Source code for ursa.download

"""Stream raw-modality bytes from object storage to local disk (ENG-1091).

Third verb in the M2 three-verb read API (``query`` → ``get`` →
``download``): ``query()`` selects, ``get()`` (ENG-890) materializes
bytes into memory, and ``download()`` writes those same bytes to disk
**without parsing**. ``download`` and ``get`` are symmetric — both
consume a :class:`QueryResult` (or iterable of them), both resolve URIs
via :func:`ursa.store.parse_storage_uri`, and both are M2-gated to
``ingestion_status="raw"``.

Phase 1a (M2) — raw path only
-----------------------------

For each modality with ``ingestion_status="raw"``, list the segment
files under ``ModalityRow.raw_storage_uri`` (a prefix), stream each
segment's bytes to disk under a per-modality directory, and return the
list of files written. ``ObjectStore.open()`` is used (not ``get()``) so
multi-GB objects (``RAW_VIDEO``, ``RAW_AUDIO``) never sit in memory.
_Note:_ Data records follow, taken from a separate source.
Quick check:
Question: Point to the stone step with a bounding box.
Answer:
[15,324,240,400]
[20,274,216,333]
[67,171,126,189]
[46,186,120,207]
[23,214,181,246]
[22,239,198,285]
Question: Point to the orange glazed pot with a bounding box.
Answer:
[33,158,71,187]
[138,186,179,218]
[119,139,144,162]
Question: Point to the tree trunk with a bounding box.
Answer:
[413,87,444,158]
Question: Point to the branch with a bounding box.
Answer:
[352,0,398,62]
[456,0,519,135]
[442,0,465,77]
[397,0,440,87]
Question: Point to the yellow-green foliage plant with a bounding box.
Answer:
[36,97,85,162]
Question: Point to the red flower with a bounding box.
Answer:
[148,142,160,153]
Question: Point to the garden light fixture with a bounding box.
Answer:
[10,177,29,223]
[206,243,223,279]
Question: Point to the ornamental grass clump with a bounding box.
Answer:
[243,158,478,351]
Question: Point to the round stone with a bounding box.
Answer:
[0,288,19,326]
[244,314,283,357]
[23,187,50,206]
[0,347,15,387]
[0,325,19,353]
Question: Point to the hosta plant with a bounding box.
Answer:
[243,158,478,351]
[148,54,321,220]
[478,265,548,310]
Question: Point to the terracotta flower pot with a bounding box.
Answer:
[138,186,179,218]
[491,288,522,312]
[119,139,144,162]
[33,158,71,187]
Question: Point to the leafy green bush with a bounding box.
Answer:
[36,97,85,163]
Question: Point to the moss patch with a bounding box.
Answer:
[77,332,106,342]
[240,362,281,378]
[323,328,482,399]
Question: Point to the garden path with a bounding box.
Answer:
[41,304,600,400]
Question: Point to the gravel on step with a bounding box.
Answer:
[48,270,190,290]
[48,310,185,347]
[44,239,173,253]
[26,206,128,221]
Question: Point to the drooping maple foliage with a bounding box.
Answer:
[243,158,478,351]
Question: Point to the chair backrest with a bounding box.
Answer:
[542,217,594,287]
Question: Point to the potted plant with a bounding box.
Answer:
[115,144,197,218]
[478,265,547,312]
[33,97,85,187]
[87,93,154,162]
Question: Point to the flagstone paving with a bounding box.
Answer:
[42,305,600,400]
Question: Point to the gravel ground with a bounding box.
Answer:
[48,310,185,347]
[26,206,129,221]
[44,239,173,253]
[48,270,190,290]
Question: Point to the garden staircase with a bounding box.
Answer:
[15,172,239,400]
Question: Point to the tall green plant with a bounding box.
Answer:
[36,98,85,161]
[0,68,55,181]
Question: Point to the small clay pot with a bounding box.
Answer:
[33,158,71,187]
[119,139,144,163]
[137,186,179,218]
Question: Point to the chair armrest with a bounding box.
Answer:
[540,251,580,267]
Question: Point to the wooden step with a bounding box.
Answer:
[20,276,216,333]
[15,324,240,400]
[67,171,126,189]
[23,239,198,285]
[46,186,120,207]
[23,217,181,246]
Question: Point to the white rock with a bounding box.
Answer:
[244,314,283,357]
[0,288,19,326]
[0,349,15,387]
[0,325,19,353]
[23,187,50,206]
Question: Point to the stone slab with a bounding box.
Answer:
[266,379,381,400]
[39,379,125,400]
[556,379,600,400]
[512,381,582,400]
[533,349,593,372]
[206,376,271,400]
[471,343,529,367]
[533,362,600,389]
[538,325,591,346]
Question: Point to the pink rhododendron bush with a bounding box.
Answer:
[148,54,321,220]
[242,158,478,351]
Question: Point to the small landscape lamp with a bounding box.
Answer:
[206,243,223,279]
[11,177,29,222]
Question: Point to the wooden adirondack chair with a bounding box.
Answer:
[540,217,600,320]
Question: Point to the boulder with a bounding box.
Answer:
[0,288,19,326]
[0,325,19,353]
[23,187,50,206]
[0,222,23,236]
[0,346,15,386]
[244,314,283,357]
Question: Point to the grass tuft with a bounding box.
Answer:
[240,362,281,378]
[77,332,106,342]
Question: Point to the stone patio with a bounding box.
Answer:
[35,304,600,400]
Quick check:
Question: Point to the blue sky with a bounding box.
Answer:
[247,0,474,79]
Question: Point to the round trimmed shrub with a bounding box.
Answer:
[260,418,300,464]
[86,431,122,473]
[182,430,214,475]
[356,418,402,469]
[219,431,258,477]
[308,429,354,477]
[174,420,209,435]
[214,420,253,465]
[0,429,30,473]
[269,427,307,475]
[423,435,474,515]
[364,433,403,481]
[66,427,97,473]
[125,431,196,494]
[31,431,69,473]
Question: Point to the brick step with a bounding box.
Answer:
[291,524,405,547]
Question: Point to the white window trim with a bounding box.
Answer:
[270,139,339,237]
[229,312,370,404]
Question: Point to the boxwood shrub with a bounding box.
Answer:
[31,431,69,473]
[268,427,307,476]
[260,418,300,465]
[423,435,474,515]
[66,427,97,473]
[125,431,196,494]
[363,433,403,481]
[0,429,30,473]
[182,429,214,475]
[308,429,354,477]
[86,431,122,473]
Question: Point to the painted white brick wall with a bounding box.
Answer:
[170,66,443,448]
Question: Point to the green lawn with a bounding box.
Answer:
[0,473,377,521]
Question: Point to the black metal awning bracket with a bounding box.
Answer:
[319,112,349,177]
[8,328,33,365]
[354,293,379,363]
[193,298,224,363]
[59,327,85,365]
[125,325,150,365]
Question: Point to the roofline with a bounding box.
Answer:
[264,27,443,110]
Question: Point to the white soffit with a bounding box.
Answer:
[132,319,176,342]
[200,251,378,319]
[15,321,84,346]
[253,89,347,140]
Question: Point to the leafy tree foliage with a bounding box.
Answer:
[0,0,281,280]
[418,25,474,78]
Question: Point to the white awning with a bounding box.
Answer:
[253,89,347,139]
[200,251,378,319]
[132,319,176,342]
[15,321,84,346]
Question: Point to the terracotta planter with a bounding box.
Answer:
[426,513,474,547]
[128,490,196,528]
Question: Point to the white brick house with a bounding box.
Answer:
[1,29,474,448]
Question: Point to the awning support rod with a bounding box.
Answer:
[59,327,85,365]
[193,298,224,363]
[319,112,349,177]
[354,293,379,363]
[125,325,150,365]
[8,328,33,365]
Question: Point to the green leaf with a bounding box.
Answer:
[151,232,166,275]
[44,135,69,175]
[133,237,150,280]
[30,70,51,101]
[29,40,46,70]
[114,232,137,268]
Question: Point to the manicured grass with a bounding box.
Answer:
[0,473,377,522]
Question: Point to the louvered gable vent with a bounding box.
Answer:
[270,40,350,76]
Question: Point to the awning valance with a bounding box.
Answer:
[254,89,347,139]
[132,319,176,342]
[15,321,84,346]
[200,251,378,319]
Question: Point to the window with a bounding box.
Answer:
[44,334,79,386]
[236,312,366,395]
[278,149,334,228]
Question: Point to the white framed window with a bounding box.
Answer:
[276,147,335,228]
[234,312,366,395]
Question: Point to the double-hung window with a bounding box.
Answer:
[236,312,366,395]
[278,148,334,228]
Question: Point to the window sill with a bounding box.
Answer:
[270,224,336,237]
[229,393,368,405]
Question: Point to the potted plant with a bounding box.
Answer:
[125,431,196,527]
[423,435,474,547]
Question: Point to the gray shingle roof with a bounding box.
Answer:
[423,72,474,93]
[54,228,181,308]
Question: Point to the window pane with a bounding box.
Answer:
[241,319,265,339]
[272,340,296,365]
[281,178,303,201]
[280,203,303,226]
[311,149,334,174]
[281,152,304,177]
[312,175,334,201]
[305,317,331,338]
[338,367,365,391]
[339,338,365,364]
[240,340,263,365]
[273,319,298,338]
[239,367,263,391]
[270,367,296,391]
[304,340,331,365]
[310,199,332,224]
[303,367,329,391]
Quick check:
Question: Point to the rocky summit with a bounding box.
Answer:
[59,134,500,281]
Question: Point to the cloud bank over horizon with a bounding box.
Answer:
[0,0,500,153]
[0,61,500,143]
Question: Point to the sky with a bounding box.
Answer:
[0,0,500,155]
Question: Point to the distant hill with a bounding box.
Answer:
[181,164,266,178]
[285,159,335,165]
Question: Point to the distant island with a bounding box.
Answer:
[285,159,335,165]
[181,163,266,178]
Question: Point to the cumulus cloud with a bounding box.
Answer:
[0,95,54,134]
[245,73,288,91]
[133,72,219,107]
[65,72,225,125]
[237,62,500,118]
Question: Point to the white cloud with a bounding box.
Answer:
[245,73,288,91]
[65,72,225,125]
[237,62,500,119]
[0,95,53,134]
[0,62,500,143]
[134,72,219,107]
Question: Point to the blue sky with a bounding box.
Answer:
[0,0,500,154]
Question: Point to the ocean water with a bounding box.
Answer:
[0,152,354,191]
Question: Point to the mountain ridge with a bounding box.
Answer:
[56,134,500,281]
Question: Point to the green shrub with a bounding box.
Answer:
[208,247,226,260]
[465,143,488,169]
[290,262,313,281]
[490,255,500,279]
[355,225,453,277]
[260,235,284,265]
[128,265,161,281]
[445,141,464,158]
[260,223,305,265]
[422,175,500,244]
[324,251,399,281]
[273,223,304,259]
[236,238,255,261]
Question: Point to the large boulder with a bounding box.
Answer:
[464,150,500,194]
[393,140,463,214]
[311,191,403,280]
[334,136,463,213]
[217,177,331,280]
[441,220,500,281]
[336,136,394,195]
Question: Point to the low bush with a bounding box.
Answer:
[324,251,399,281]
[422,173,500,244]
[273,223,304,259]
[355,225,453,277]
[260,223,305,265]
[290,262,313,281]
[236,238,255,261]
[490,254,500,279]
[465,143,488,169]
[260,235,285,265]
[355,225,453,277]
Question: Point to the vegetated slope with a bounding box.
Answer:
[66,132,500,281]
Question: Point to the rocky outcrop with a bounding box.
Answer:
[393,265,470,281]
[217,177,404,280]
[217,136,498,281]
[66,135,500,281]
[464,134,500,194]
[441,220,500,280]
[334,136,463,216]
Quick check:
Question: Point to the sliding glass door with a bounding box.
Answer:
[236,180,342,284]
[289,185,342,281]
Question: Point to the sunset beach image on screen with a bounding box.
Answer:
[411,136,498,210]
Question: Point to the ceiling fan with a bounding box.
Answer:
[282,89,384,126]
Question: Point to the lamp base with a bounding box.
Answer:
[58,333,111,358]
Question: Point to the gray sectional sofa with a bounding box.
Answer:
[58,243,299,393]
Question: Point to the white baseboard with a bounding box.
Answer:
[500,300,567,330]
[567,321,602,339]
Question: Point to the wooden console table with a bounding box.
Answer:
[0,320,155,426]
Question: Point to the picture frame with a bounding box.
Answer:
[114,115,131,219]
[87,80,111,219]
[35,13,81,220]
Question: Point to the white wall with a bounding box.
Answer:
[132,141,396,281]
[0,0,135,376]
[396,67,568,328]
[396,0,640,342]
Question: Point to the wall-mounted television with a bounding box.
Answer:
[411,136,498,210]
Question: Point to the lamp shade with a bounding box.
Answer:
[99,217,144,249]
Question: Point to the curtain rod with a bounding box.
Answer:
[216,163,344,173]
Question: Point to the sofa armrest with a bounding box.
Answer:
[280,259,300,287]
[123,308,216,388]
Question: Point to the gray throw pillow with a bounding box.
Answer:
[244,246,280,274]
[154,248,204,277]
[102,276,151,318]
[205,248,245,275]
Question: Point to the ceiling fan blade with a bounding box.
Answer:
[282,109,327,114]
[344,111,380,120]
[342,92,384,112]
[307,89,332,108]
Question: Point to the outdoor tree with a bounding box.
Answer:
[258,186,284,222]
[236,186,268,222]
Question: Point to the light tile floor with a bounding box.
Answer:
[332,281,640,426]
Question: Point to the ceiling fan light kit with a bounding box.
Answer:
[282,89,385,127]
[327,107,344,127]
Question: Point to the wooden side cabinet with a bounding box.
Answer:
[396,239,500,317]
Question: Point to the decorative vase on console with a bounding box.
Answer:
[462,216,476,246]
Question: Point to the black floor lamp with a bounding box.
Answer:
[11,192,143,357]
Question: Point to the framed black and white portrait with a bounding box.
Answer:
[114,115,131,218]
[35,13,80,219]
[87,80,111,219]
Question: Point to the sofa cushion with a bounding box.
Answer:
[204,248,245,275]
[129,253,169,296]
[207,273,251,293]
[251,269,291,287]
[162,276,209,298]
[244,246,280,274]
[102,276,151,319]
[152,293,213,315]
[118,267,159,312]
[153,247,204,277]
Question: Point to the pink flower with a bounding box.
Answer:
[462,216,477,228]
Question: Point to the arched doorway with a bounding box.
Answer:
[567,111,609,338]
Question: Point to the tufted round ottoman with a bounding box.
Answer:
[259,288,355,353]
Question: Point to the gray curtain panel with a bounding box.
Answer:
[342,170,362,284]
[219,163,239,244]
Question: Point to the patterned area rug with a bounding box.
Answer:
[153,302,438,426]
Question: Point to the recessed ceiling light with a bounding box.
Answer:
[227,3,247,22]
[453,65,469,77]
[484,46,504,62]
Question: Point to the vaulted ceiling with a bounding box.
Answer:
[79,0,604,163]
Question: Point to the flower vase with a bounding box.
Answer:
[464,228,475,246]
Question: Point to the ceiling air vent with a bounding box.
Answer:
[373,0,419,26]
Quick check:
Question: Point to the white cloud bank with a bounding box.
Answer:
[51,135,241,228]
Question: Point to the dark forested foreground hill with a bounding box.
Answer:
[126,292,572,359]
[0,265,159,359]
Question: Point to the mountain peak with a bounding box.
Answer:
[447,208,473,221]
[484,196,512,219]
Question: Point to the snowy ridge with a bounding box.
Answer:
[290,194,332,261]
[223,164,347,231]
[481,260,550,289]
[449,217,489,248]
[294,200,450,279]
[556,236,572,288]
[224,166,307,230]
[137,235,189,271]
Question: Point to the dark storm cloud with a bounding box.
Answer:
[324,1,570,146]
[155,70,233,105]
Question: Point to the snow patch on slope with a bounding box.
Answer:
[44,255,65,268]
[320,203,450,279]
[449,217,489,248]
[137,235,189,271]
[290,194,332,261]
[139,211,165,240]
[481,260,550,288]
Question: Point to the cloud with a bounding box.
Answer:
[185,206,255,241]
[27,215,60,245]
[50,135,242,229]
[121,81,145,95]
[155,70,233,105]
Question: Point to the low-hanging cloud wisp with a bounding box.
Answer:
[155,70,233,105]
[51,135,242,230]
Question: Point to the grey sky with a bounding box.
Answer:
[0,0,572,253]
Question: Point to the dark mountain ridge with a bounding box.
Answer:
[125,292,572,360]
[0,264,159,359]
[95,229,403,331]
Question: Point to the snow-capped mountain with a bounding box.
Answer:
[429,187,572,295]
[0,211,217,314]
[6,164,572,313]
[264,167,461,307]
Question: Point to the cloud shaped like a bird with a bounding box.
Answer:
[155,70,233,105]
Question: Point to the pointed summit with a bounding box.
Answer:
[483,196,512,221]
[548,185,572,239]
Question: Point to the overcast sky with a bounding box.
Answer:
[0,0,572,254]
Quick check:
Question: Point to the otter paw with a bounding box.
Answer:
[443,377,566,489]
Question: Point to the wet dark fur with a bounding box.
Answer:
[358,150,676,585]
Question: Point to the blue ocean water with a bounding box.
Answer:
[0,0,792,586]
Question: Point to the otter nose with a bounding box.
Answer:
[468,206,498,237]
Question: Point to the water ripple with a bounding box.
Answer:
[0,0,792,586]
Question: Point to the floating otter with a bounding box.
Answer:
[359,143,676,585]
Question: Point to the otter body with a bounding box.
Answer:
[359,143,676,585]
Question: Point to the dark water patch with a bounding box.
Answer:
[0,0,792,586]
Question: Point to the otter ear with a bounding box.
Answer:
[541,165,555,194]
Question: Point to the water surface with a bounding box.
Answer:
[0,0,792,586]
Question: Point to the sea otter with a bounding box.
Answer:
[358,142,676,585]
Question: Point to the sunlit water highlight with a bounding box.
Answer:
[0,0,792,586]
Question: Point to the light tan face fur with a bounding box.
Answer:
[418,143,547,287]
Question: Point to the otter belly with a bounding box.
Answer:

The ticket's ``{modality}.{ext}`` form presupposes single-file canonical
formats — that's Phase 1b. Raw modalities are multi-segment prefixes
(N segment files under a directory), so M2 writes a directory tree per
modality and the ``layout`` selector controls only the parent path. The
ticket annotation is captured in the PR body.

Phase 1b — processed path
-------------------------

Deferred to ENG-1093. ``download`` currently raises
:class:`NotImplementedError` for any modality with
``ingestion_status="processed"``; the processed-path read (using
``storage_uri`` and canonical Zarr/Lance/MP4_INDEX/Parquet tiers) lands
with the rest of ENG-1093.
"""

from __future__ import annotations

import os
from collections.abc import Iterable
from pathlib import Path
from typing import Literal, NamedTuple

from ursa.catalog.schemas import IngestionStatus, ModalityRow
from ursa.query import QueryResult
from ursa.store import ObjectStore, get_store, parse_storage_uri

__all__ = ["download"]


# Forward-reference markers used in error messages so the next-step
# ticket numbers live in one place.
_PROCESSED_PATH_TICKET = "ENG-1093"

_LayoutMode = Literal["by_recording", "by_modality", "flat"]
_VALID_LAYOUTS: frozenset[str] = frozenset({"by_recording", "by_modality", "flat"})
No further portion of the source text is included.